Hohe Margen: Unternehmen bleiben rentabel

Stimmt die Theorie noch? Früher galt als sicher, dass die Gewinnmargen irgendwann zu ihrem Mittelwert zurückkehren. Ist eine Branche extrem rentabel, so die Theorie, drängen neue Firmen in der Hoffnung auf hohe Gewinne in den Markt. Der Wettbewerb nimmt zu, die Gewinne fallen. In wenig rentablen Branchen gilt das Gegenteil. Firmen verlassen den Markt, der Wettbewerb lässt nach, die Margen steigen. Weil schon kleine Änderungen große Auswirkungen auf die Gewinne haben können, müssen Anleger die Margen stets im Blick haben. Doch in den USA sind sie jetzt schon seit mehreren Jahren überdurchschnittlich hoch. Aber warum?

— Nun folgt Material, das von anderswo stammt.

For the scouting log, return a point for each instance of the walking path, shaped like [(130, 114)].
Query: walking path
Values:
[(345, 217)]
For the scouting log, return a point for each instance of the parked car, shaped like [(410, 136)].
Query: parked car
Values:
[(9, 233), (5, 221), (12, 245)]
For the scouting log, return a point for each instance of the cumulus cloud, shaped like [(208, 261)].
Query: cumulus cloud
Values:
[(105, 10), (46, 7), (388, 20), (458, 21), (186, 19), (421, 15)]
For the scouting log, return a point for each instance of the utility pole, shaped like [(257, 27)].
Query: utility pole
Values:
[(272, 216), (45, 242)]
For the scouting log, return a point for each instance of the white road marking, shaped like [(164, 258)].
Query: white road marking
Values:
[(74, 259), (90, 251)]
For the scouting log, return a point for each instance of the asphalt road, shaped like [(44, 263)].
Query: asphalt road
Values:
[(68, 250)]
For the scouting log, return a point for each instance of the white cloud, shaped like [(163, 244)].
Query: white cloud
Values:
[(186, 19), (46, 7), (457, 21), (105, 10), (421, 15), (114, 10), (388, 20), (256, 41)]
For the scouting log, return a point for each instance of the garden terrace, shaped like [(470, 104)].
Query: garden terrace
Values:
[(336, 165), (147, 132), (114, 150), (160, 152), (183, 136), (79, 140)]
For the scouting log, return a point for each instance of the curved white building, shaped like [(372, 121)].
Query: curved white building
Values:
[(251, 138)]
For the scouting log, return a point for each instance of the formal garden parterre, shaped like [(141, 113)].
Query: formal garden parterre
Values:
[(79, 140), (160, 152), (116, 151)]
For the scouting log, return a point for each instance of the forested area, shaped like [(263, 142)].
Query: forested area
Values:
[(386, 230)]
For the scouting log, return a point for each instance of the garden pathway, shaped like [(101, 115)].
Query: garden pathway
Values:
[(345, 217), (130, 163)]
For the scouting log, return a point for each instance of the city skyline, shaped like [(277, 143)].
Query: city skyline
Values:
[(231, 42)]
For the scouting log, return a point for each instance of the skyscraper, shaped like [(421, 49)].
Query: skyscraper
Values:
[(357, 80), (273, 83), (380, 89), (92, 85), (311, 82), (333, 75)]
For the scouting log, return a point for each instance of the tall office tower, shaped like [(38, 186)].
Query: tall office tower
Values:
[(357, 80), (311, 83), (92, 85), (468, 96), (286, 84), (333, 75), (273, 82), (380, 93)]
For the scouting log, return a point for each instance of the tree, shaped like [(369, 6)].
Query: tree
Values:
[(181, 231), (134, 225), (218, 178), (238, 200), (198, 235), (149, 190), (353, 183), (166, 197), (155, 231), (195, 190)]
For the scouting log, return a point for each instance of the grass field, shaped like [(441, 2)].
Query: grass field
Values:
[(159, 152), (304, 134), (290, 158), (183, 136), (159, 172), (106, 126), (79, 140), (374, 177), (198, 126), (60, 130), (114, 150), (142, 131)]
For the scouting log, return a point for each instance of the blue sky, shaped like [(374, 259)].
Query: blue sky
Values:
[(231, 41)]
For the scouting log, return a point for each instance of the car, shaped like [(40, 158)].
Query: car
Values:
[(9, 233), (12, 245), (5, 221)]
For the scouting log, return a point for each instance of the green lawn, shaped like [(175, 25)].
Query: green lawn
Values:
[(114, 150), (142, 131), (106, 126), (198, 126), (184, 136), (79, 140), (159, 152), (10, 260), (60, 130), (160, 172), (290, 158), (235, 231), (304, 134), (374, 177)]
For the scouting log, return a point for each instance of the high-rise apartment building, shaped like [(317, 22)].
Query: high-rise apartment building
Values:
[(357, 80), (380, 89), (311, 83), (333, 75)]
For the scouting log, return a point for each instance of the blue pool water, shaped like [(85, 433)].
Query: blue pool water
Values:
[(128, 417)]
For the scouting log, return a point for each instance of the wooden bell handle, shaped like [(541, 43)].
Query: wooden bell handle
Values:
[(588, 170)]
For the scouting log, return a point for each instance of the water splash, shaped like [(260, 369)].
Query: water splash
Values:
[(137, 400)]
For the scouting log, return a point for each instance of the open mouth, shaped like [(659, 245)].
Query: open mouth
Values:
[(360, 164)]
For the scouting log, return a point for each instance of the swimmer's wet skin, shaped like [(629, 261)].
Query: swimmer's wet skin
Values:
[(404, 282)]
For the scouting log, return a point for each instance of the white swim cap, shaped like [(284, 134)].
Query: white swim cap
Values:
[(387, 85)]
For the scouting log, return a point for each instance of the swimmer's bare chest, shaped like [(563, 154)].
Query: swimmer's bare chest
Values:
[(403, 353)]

Strukturell fallende Kosten: Die amerikanischen Gewinnmargen liegen zurzeit nur wenig unter ihren Allzeithochs. Auf den ersten Blick ist das beunruhigend, doch drei Argumente sprechen gegen einen Rückgang. Erstens haben sich viele Unternehmen günstig refinanziert, als die Zinsen von 2020 bis 2022 nahe null lagen. Entsprechend günstig ist heute ihr Schuldendienst, entsprechend lang die Laufzeit des Fremdkapitals. Solange keine Umschuldungen nötig werden, müssen bis zur Endfälligkeit der Anleihen also keine hohen Zinsen gezahlt werden. Zweitens wurde die Körperschaftsteuer mit dem Tax Cuts and Jobs Act von 2017 auf 21% gesenkt, was die Gewinne vieler Unternehmen ebenfalls steigen ließ. Unter Trump 2.0 könnten weitere Steuersenkungen folgen. Drittens hat der Staat in den letzten vier Jahren mit riesigen Konjunkturprogrammen die Wirtschaft gestützt, direkt mit Subventionen oder indirekt durch Hilfen für Verbraucher. Unter Trump ist mit weiteren Maßnahmen dieser Art zu rechnen.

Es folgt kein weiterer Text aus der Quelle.